From this perspective, following your recent trips to Ukraine, what can you tell us about the Ukrainian army? Both in terms of its social composition (mainly working class) and its functioning, the Ukrainian army is surprising. We know, for example, that there is an LGBTQ military union within it and that unionised workers in uniform are in constant contact with the unions of which they are members.

As part of a delegation from the Red and Green Alliance, I met with several progressive civil society organisations and trade unions in Ukraine, all of which demonstrated a strong commitment to the defence effort and the performance of the army.

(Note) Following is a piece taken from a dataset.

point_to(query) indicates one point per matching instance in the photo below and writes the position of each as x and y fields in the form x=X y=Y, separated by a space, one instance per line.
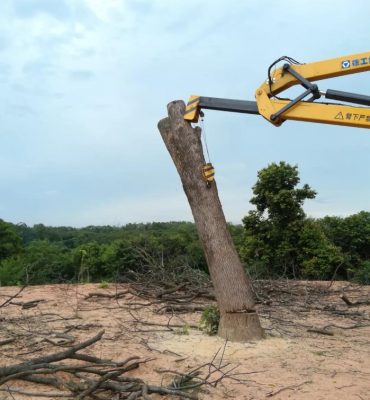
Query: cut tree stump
x=239 y=319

This included general and targeted support for soldiers, specific groups and units, and veterans. From a left-wing perspective, I find the Solidarity Collectives particularly noteworthy as they channel direct aid to anti-fascists, trade unionists and eco-activists on the front line, with the support of a vast international grassroots network.

In addition to their humanitarian efforts, they are also involved in the artisanal production of drones, which has clearly become an important part of international solidarity efforts (https://www.goethe.de/prj/jad/de/ges/26335813.html). These forms of civil-military interaction are very different from the situation in countries such as Denmark, but they are of course entirely understandable as missiles continue to rain down on Ukrainian homes, farms and towns.

Fundamentally, this reflects the fact that Ukraine's defence clearly does not rely solely on a standing army of professionals and conscripts, but on a popular war effort, with the army made up of ordinary workers, trade unionists, students, LGBTQ people and volunteers fighting for their communities. As a result, there is an extraordinary degree of interaction between civilians and the military, with activist networks and non-profit organisations providing everything from medical supplies to homemade drones.

The mainstream media tends to focus on sophisticated Western weapons and billions of dollars in financial aid. However, what often goes unnoticed are the grassroots fundraising campaigns and self-organised production networks that support the Ukrainian resistance on a daily basis. At the same time, soldiers still lack basic rights, even in wartime. There are no transparent rules regarding rest, demobilisation or rehabilitation, and official trade unions are banned. However, new initiatives have emerged to fill this gap. Initiatives such as the LGBTQ Military Union of Ukraine and the ‘Invisible Battalion’ (which focuses on women in the war) have gained prominence, while the progressive organisation Sotsialnyi Ruk has set up its own helpline and provides free legal aid to soldiers, veterans and their families.

https://links.org.au/yana-bondareva-sotsialnyi-rukh-ukraine-defending-our-country-part-fight-social-justice

Other left-wing parties in Scandinavia and Northern Europe share your positions to a greater or lesser extent. How do you collaborate or plan to collaborate?

The Red-Green Alliance works closely with left-wing parties in the region – the Swedish Vänsterpartiet, the Norwegian Rødt and the Finnish Left Alliance – as well as with movements in Iceland and the Baltic states. We do not always agree on all tactical issues, but we all recognise that solidarity with Ukraine is essential and that we need to redefine left-wing security policy for a new era. Our goal is to build a Nordic and European network that links support for Ukraine to a broader, socialist, feminist and ecological vision of security, beyond militarism.

NOTES

The SAP's position is expressed in John Jessen's article, ‘Red-Green Alliance in Denmark: More defence – but what kind of defence?’ published in French on 31 July 2025 on the INPRECOR magazine website.